Clients are added to a global group, and then removed automatically when their connection process ends.
These are two third-party libraries that provide a global process registry, with strong support for distribution and concurrent reads. They are well tested and maintained; perhaps a bit excessive for such a simple project. An extensive comparison of the different process registries can be found here.
The corresponding behaviour implementations are relatively straight forward.
One of our goals was to have a one-click solution for creating infrastructure, installing needed software and deploying code to run our server.
To this end, we used Terraform to create and manage the needed cloud resources, and Ansible as a provisioning and configuration management tool.
From the official documentation:
Terraform is a tool for building, changing, and versioning infrastructure safely and efficiently. Terraform can manage existing and popular service providers as well as custom in-house solutions.
As stated, it is a tool to create, manage and tear down cloud resources. It features a declarative syntax with which we describe the end state of our infrastructure, and the needed operations (creation, destruction, scaling) are handled automatically.
For our project, we used Scaleway, a cloud provider that offers ARMv7 machines.
Here's how we create a server:
resource "scaleway_server" "server" {
name = "load-server"
image = "31dfef82-9b45-4b01-9656-031617f36599"
type = "C1"
depends_on = ["scaleway_ssh_key.ssh_key"]
}
Since we wanted the ability to create clients dynamically, we can pass the number of clients as a parameter to Terraform:
$> terraform apply -var "count=5"
And here's how we create the client servers:
resource "scaleway_server" "clients" {
count = "${var.count}"
name = "load-client-${count.index}"
image = "31dfef82-9b45-4b01-9656-031617f36599"
type = "C1"
depends_on = ["scaleway_server.server"]
}
Terraform provides a way to output generated values (ips in our case) so we can use them with our provisioning tool. Here's how we populate Ansible's inventory:
data "template_file" "ansible_inventory_tpl" {
template = "${file("devops/inventory.tpl")}"
vars {
server_ip = "${scaleway_ip.server_ip.ip}"

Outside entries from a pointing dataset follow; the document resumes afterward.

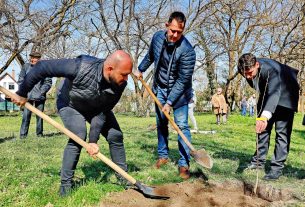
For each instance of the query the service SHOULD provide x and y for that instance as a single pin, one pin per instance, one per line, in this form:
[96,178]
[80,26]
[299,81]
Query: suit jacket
[277,85]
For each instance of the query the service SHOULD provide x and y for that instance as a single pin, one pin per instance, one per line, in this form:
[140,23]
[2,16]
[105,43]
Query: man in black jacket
[278,100]
[91,88]
[37,97]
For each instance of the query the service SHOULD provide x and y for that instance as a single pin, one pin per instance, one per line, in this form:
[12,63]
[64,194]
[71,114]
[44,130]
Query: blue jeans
[76,122]
[181,119]
[26,119]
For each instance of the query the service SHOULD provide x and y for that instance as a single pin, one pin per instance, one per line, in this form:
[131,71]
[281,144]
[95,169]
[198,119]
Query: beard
[114,84]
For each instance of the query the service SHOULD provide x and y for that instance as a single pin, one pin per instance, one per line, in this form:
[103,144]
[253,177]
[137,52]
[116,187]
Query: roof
[1,77]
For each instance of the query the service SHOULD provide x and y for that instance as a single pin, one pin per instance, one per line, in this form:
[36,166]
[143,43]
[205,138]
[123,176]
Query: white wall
[6,82]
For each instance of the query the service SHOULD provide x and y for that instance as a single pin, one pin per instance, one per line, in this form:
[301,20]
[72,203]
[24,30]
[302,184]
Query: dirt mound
[193,194]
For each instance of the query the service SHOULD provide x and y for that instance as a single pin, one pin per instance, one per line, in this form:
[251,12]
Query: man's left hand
[261,125]
[19,100]
[166,108]
[93,149]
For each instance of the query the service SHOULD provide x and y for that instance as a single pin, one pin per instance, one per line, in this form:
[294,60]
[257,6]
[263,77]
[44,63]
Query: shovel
[200,156]
[147,191]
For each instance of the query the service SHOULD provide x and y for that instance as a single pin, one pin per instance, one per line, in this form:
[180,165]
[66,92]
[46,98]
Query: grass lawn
[29,169]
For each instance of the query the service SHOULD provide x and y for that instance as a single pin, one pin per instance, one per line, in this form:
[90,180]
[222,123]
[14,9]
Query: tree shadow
[9,138]
[53,134]
[153,149]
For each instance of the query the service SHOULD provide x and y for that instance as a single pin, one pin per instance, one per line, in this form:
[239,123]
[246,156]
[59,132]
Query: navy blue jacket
[277,85]
[38,93]
[180,71]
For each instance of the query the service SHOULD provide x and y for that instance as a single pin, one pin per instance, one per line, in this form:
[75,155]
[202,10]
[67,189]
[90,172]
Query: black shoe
[65,190]
[253,166]
[125,183]
[273,175]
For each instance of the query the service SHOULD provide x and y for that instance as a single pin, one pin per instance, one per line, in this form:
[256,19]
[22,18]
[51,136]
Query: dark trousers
[26,119]
[283,120]
[76,122]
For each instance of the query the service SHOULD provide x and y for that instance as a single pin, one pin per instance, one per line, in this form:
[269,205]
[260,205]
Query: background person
[191,107]
[252,104]
[36,97]
[220,106]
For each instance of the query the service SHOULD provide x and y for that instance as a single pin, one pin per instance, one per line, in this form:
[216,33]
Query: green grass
[29,169]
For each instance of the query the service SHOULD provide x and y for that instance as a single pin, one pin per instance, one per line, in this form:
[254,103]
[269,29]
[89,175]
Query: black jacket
[277,85]
[84,87]
[38,93]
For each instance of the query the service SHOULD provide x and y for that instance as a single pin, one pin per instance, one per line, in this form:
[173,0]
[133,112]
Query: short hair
[35,54]
[177,15]
[245,62]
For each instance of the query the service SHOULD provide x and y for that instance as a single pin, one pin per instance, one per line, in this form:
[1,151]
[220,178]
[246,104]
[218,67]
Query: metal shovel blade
[150,192]
[202,158]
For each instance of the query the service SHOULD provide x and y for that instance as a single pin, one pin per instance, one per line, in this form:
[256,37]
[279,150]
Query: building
[9,82]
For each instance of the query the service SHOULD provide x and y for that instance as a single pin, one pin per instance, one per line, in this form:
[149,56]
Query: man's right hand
[138,74]
[93,149]
[19,100]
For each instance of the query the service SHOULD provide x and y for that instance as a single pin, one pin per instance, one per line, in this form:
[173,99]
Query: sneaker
[125,183]
[273,175]
[253,166]
[65,190]
[160,162]
[184,172]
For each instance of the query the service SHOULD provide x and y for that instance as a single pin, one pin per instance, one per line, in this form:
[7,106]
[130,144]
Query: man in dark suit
[36,97]
[278,100]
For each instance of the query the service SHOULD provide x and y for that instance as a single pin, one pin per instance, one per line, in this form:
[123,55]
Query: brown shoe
[184,173]
[160,162]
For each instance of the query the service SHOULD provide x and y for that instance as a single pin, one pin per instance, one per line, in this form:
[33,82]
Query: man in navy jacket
[37,97]
[174,61]
[91,88]
[278,101]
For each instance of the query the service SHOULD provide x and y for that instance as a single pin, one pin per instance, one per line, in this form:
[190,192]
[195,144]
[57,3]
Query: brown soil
[187,194]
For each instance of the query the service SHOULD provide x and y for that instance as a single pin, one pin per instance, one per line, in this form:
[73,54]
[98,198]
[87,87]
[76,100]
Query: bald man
[90,90]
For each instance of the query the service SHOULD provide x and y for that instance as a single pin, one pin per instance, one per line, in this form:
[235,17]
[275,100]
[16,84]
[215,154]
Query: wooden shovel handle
[73,136]
[167,115]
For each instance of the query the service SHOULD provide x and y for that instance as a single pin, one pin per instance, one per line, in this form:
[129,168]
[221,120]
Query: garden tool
[149,192]
[200,156]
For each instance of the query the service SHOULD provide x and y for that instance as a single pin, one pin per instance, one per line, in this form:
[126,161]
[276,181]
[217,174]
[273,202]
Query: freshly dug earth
[187,194]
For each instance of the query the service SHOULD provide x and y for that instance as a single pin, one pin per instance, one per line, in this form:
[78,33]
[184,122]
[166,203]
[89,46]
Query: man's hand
[261,124]
[93,149]
[166,108]
[19,100]
[138,74]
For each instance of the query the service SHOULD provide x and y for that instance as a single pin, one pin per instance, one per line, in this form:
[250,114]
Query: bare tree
[23,23]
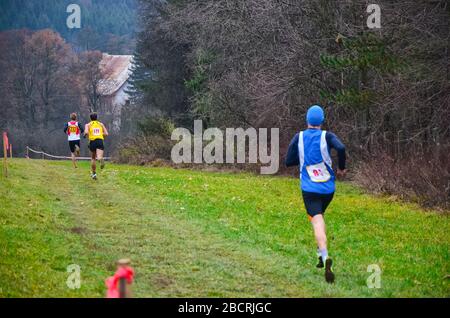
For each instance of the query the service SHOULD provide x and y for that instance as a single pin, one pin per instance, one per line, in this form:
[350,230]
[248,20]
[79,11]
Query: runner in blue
[310,150]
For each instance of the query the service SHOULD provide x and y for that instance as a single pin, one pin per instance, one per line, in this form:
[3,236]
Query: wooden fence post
[5,157]
[124,287]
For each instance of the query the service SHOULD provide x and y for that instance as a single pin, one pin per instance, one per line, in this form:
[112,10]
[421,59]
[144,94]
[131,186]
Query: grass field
[195,234]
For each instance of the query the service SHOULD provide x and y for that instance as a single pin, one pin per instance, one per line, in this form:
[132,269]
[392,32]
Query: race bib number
[318,172]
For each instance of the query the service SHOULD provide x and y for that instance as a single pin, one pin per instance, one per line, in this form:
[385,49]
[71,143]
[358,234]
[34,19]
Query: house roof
[116,71]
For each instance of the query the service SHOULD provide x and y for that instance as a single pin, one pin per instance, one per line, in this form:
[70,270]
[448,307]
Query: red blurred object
[5,140]
[113,282]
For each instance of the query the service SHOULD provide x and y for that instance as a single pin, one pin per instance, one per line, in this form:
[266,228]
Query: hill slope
[192,233]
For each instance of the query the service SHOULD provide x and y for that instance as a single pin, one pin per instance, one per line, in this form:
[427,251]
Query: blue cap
[315,115]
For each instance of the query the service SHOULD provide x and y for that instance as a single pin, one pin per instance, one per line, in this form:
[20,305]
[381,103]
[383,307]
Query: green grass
[203,234]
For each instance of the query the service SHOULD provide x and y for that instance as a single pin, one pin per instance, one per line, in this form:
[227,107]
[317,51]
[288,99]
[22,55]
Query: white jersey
[73,131]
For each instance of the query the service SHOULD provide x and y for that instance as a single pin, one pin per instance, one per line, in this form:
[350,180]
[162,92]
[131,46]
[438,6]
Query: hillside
[194,234]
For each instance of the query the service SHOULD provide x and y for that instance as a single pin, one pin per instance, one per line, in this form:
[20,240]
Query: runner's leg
[318,224]
[74,160]
[100,158]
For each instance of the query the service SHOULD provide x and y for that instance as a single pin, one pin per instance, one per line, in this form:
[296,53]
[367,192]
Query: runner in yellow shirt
[97,133]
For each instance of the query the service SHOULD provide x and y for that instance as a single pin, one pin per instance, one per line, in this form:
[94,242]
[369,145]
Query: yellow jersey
[95,130]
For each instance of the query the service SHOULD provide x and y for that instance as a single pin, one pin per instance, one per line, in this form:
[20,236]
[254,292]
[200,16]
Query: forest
[254,63]
[106,25]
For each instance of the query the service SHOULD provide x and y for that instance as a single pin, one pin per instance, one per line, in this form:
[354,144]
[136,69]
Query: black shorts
[96,144]
[72,144]
[316,203]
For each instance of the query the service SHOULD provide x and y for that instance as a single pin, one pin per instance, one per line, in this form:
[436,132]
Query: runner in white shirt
[74,129]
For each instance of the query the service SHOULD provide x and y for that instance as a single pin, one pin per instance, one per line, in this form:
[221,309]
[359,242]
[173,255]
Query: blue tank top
[316,173]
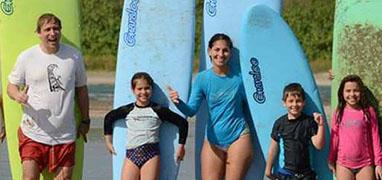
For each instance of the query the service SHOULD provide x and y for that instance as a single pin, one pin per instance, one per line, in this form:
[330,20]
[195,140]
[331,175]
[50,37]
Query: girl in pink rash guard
[355,147]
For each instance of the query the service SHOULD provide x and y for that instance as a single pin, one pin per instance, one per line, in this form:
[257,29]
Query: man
[45,80]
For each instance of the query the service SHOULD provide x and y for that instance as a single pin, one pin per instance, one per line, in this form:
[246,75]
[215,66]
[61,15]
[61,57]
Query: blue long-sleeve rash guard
[225,97]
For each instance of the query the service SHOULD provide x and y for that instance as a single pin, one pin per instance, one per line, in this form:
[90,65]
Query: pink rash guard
[355,142]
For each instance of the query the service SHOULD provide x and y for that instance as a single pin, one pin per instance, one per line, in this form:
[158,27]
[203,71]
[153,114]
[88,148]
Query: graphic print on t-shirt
[55,83]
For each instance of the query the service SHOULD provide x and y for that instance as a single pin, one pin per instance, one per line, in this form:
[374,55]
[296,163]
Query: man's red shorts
[51,156]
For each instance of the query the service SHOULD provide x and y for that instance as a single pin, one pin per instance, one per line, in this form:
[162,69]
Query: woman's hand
[180,153]
[174,96]
[109,144]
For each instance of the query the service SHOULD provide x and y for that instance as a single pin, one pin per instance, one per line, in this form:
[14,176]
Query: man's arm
[83,101]
[83,104]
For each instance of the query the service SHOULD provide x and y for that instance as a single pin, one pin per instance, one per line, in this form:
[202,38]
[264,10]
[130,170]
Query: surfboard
[357,46]
[17,33]
[156,37]
[270,58]
[224,16]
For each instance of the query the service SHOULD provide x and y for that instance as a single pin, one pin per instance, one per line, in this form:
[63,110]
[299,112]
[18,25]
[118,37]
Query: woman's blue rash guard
[225,97]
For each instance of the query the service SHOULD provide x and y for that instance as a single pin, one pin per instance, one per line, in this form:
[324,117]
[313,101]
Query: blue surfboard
[224,16]
[156,37]
[270,58]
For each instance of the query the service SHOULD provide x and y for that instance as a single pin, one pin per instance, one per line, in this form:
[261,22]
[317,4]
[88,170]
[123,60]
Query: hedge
[311,20]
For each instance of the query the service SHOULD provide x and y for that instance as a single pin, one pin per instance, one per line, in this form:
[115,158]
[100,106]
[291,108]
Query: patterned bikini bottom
[141,154]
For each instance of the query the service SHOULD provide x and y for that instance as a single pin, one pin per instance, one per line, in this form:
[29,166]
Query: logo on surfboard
[259,94]
[132,11]
[211,7]
[7,7]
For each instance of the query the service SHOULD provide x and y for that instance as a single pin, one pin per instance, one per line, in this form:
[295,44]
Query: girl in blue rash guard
[227,150]
[143,119]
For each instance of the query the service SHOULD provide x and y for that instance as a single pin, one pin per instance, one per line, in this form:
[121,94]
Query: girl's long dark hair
[363,103]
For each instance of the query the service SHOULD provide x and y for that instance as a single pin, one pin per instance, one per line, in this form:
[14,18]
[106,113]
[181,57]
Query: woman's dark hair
[363,102]
[220,36]
[141,75]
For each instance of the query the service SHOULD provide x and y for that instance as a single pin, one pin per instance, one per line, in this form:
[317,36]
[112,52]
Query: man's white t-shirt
[49,115]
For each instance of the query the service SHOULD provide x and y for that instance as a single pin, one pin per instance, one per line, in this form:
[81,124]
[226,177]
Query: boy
[296,130]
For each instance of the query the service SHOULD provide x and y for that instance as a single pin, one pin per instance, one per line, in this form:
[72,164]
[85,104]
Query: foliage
[312,22]
[100,31]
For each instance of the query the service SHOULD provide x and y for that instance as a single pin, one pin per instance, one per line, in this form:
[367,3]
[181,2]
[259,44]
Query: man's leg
[30,170]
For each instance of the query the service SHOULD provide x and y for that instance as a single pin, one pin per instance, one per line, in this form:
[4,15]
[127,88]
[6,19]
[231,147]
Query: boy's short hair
[293,89]
[45,18]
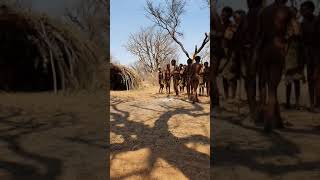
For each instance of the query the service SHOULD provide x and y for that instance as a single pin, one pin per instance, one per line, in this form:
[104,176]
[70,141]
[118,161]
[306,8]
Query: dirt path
[48,137]
[158,137]
[242,151]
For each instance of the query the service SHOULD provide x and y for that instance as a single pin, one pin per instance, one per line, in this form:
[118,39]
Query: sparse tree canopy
[154,48]
[91,17]
[167,16]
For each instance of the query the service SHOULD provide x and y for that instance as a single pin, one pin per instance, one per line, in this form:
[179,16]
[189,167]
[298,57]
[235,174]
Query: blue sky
[127,16]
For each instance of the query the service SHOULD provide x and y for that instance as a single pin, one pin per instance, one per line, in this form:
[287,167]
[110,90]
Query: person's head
[254,4]
[226,13]
[307,9]
[197,58]
[173,62]
[238,16]
[189,61]
[281,1]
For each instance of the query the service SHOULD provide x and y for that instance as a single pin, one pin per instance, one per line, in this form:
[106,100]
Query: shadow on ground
[158,138]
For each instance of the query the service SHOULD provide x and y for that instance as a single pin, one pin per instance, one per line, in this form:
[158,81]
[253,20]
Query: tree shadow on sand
[193,164]
[237,154]
[14,127]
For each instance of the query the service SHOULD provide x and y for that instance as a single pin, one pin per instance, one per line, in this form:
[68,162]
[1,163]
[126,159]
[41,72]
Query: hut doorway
[21,66]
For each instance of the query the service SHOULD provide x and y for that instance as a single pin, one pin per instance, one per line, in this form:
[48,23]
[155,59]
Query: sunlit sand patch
[120,125]
[203,148]
[185,125]
[279,160]
[115,138]
[128,163]
[134,137]
[163,170]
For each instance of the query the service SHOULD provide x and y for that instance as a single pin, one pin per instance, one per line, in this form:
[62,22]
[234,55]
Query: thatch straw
[75,60]
[123,78]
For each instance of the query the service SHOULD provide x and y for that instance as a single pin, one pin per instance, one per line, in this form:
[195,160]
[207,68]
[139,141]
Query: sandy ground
[154,136]
[242,151]
[49,137]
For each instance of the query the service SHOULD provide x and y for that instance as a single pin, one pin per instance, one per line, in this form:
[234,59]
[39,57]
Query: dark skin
[181,77]
[206,73]
[195,79]
[310,51]
[219,26]
[188,76]
[273,27]
[175,74]
[167,74]
[296,83]
[246,39]
[161,78]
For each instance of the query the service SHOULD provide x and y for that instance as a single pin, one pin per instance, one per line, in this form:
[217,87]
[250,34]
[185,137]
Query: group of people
[191,77]
[268,43]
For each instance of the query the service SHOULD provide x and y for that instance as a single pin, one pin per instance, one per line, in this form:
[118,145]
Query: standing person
[309,43]
[273,30]
[195,78]
[219,24]
[206,74]
[201,83]
[181,82]
[167,76]
[237,51]
[188,74]
[293,64]
[175,76]
[247,42]
[161,79]
[228,30]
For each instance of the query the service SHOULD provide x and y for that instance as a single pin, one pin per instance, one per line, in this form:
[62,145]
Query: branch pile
[71,57]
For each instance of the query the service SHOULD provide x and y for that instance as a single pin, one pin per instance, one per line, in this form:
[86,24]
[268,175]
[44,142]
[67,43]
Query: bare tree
[154,48]
[91,17]
[167,16]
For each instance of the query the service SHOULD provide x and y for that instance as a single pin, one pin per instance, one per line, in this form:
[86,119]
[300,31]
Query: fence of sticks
[123,78]
[38,50]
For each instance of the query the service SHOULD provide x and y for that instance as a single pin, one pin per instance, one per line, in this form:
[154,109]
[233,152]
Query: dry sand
[241,151]
[158,137]
[49,137]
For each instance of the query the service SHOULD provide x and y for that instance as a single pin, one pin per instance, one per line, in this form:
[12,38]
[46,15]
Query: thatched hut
[123,78]
[40,53]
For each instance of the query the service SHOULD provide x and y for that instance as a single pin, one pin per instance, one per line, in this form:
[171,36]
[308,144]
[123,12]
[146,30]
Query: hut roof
[74,61]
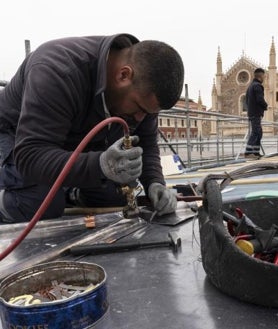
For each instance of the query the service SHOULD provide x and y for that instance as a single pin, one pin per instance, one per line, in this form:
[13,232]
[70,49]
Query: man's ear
[125,75]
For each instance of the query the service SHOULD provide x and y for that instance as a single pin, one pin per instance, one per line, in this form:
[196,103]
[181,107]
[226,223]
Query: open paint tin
[83,309]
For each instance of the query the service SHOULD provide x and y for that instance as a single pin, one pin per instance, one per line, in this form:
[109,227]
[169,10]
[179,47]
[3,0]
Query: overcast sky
[195,28]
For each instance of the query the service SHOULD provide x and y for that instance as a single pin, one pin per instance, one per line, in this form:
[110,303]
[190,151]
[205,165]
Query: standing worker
[59,93]
[256,105]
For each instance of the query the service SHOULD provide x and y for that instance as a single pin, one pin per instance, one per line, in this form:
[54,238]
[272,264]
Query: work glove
[121,165]
[163,200]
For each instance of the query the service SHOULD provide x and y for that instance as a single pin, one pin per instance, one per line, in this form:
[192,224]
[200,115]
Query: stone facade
[176,128]
[228,92]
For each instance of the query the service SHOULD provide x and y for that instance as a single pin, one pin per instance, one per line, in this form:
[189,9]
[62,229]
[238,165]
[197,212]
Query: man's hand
[120,165]
[163,200]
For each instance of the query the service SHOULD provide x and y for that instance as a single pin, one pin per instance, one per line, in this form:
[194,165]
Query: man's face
[261,77]
[127,101]
[131,103]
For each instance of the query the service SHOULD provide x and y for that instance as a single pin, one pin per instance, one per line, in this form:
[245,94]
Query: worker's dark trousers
[19,200]
[254,142]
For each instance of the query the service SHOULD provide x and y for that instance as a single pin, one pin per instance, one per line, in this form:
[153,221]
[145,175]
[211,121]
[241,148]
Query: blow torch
[131,209]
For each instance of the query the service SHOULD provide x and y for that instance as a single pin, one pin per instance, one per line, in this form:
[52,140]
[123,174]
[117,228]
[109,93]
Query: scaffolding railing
[221,147]
[202,150]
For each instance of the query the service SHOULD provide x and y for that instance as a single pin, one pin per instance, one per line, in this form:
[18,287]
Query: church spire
[272,55]
[214,90]
[219,62]
[200,103]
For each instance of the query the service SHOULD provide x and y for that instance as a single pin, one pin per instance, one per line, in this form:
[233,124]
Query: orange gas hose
[57,184]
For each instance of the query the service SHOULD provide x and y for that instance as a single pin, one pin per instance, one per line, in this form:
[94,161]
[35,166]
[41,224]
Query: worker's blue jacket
[53,101]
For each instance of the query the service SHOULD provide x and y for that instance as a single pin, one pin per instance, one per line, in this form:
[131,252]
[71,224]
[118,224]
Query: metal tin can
[76,312]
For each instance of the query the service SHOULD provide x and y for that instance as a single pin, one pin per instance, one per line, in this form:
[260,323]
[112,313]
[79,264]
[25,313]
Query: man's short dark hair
[259,70]
[158,69]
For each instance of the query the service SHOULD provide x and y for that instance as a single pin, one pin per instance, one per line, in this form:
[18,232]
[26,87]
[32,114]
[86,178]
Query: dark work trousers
[19,200]
[254,142]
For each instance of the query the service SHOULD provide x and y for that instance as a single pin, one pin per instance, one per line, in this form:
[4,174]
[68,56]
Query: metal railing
[216,148]
[206,150]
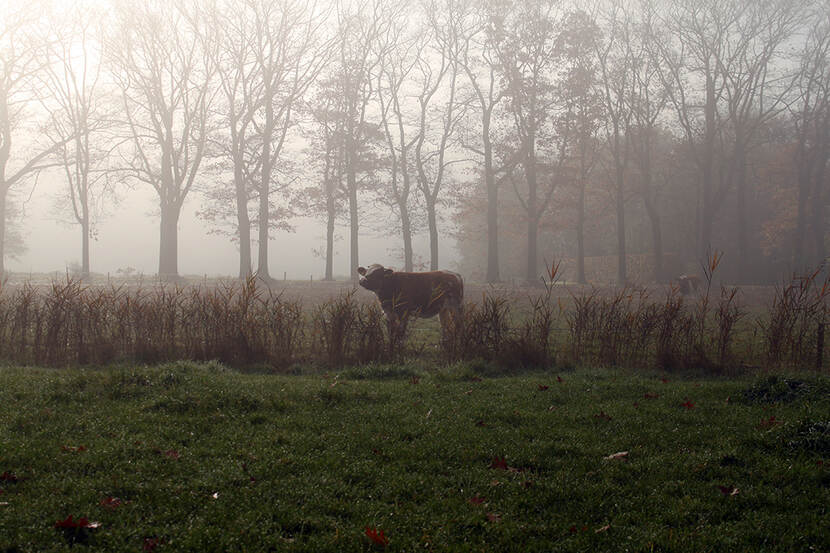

client_ips = "${join("\n", scaleway_ip.client_ips.*.ip)}"
monitor_ip = "${scaleway_ip.monitor_ip.ip}"
}
}
Among the many alternatives in the field (Chef, Puppet, Salt) we chose Ansible, an agentless provisioning and configuration management tool that leverages Python and ssh.
The syntax is quite easy to grasp, consisting of yaml
files (playbooks) and an inventory file that defines the hosts to provision/configure.
Playbooks
are run against said hosts and take care of installing packages, creating users, configuring the system, etc.
Here's a task that installs Tsung on clients:
---
- name: Install Tsung on clients
hosts: clients
remote_user: root
tasks:
- name: install tsung
apt:
name: tsung
state: latest
It is a comprehensive tool, allowing for a variety of system administration tasks that go above and beyond what we needed for this project.
In order to gain insights from our tests, we also set up a monitoring system. In particular, we used Prometheus, an open-source systems monitoring and alerting toolkit.
It consists of multiple components:
- the main Prometheus server which scrapes and stores time series data
- special-purpose exporters
- an alertmanager
- client libraries for instrumenting application code
Each machine in our project collects metrics through the official node_exporter and the Erlang client library.
The data is then fed to the visualization and analytics platform Grafana.
With our system already in place, we begun testing our server with Tsung, a distributed load testing tool written in Erlang.
Tsung requires testing specifications written in XML
that describe the number of users to create, and how those users communicate with the server.